Les règles actuelles d’indemnisation de l’Assurance chômage et du bonus-malus sur la cotisation patronale sont finalement prolongées jusqu’au 31 octobre 2024, selon un décret paru mercredi 31 juillet au Journal officiel. Pour poursuivre le versement des allocations et éviter un vide juridique, en attendant la suite.

Enfin, jusqu’à ce qu’un nouveau gouvernement soit nommé – a priori pas avant plusieurs semaines –, pour entériner ou enterrer cette réforme qui visait à durcir les conditions d’accès à compter du 1er décembre 2024 (un tiers des allocataires pourraient être affectés, selon l’Unédic, qui gère l’Assu­rance chômage).

Un énième tour de vis voulu par le camp présidentiel au nom du plein emploi. Mi-juin, Emmanuel Macron l’avait d’ailleurs qualifié « d’indispensable », répétant que « le gouvernement (avait) raison de l’assumer en campagne ».

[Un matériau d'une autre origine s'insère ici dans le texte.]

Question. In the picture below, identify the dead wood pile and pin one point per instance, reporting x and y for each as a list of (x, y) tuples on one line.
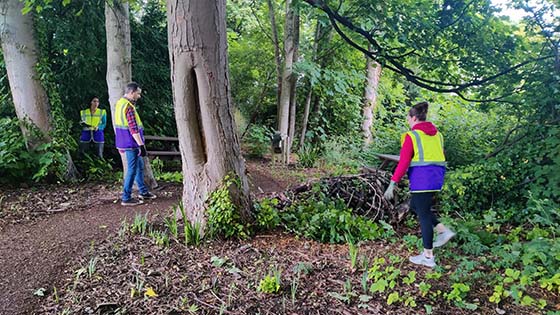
[(363, 193)]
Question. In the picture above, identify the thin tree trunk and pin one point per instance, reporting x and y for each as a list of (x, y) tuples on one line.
[(293, 85), (277, 57), (20, 57), (203, 109), (310, 90), (373, 70), (287, 77), (119, 67)]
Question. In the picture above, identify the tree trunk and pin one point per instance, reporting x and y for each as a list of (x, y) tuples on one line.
[(277, 57), (203, 110), (20, 57), (287, 77), (293, 86), (310, 90), (373, 70), (119, 63), (119, 67)]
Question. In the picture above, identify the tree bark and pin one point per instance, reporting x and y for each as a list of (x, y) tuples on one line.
[(203, 109), (119, 60), (20, 57), (293, 86), (310, 90), (287, 77), (373, 70), (277, 57), (119, 67)]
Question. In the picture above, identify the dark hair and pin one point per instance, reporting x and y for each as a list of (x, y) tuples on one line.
[(419, 110), (132, 87)]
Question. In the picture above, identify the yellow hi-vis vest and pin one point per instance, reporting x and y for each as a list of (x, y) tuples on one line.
[(428, 150), (93, 120)]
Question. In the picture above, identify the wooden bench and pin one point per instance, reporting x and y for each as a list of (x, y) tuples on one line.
[(170, 145)]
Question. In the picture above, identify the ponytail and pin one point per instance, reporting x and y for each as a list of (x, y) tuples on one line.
[(420, 110)]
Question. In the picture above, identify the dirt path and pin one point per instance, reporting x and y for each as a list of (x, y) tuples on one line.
[(38, 250), (35, 254)]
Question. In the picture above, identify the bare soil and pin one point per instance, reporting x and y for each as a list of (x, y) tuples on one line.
[(48, 233)]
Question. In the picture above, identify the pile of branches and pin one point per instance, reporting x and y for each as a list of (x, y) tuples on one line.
[(363, 193)]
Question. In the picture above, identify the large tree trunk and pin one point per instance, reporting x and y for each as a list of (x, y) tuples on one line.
[(20, 56), (119, 60), (119, 67), (373, 70), (203, 109), (287, 79), (293, 86), (277, 57)]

Ces règles, entrées en vigueur en février 2023, avaient déjà été prorogées le 30 juin pour un mois, après l’annonce de la suspension de la réforme par le Premier ministre Gabriel Attal, au soir du premier tour des élections législatives. Pour l’heure, donc, rien de changé : il faut justifier de six mois de travail sur les 24 derniers mois pour bénéficier de l’Assurance chomâge. La durée maximale d’indemnisation est de 18 mois pour les salariés de moins de 53 ans, de 22 mois et demi pour ceux âgés de 53 et 54 ans, et de 27 mois pour les 55 ans et plus.

Au contraire, beaucoup voient maintenant l’opportunité de remettre à plat cette réforme très controversée, notamment par les syndicats, qui dénoncent une précarisation accrue des chômeurs (les jeunes et les seniors surtout), après celles appliquées en 2021 et 2023.

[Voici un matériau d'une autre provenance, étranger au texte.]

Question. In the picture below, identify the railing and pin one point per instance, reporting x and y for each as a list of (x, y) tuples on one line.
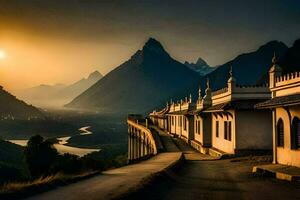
[(141, 142), (220, 91)]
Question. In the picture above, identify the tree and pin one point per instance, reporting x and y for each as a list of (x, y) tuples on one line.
[(40, 155)]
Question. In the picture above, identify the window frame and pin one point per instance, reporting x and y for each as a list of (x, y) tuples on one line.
[(295, 134), (280, 133)]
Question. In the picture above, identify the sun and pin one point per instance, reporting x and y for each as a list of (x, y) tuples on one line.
[(2, 54)]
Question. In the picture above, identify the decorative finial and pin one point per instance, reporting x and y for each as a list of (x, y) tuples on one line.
[(274, 59), (231, 71), (207, 83), (199, 92)]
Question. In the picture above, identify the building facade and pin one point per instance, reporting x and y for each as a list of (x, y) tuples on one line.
[(237, 127), (285, 106), (180, 120), (159, 118)]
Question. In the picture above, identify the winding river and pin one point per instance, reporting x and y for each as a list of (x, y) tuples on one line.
[(62, 147)]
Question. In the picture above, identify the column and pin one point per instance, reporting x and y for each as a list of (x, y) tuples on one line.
[(129, 145)]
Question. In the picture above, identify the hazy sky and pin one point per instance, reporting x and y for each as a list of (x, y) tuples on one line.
[(61, 41)]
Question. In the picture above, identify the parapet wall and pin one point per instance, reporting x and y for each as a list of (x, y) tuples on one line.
[(141, 141)]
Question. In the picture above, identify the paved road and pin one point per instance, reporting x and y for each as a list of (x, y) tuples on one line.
[(203, 178)]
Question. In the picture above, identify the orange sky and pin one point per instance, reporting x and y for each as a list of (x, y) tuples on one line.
[(31, 61)]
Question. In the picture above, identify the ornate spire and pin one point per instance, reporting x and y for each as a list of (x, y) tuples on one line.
[(231, 78), (274, 59), (199, 93), (231, 71), (207, 83)]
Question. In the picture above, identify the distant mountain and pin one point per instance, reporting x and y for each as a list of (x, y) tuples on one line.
[(200, 66), (248, 68), (290, 62), (151, 77), (80, 86), (13, 108), (59, 94)]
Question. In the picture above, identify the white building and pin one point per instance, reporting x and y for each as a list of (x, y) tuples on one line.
[(202, 122), (180, 120), (237, 127)]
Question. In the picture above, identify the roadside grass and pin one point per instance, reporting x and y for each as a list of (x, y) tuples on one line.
[(18, 190)]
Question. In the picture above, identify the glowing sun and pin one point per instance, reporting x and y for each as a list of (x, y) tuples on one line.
[(2, 54)]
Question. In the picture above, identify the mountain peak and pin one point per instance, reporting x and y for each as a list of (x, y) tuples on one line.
[(201, 62), (274, 44), (152, 45)]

Le 12 juin, dans un communiqué intersyndical adressé à l’exécutif, les huit confédérations (CFDT, CGT, CFE-CGC, CFTC, FO, UNSA, FSU et Solidaires) l’avaient exhorté « à renoncer à la réforme la plus inutile, la plus injuste et la plus violente jamais vue ».

À charge, donc, au futur gouvernement, de fixer les règles pour une application le 1er novembre. Plusieurs scenarii se profilent.

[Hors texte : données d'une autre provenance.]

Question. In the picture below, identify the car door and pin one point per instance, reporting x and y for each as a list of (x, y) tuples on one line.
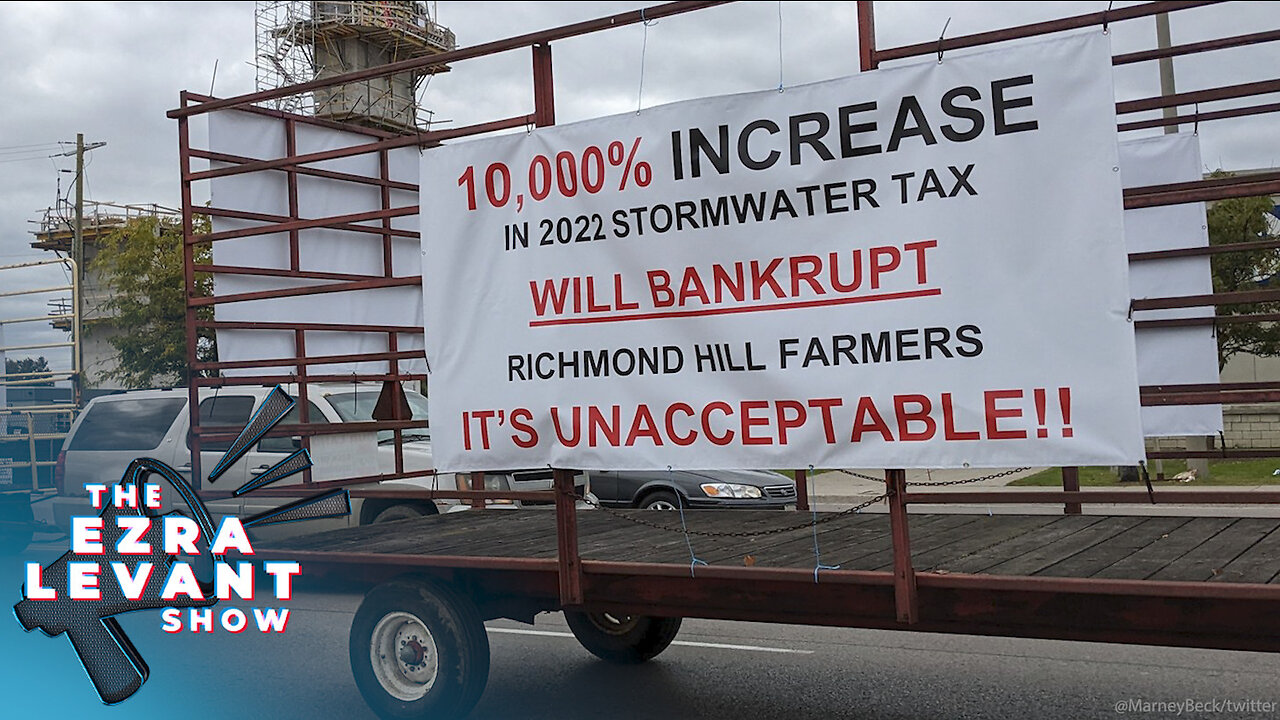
[(261, 458), (232, 411)]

Première possibilité : l’adoption par décret de la réforme, après réaménagements ou pas.

Le groupe Ensemble pour la République, présidé par Gabriel Attal – beaucoup moins catégorique sur le sujet – l’a d’ailleurs inscrite dans son Pacte d’action pour les Français, présenté le 30 juillet aux députés du camp présidentiel pour alimenter le dialogue avec les autres formations politiques de l’Assemblée nationale.

Autre option : la réouverture des négociations avec les partenaires sociaux (syndicats et patronat), largement plébiscitée par les organisations syndicales, dont la CFDT. « Nous souhaitons revoir la réforme de fond et faire bouger les règles afin que cette réforme, qui fait la peau aux chômeurs, ne soit pas uniquement budgétaire mais en lien avec les réalités du travail », pointe Christine Lagnier, secrétaire régionale à la CFDT Auvergne-Rhône-Alpes.

Pour sa part, le Nouveau Front populaire prônait l’abrogation pure et simple de la réforme avant même d’obtenir la majorité relative à l’Assemblée nationale.

Côté patronat, le Medef et la CPME affichent, sans surprise, leur soutien à la réforme du gouvernement. « Il faut rendre les règles d’indemnisation encore plus incitatives au retour à l’emploi », déclarait encore récemment Patrick Martin, le président du Medef.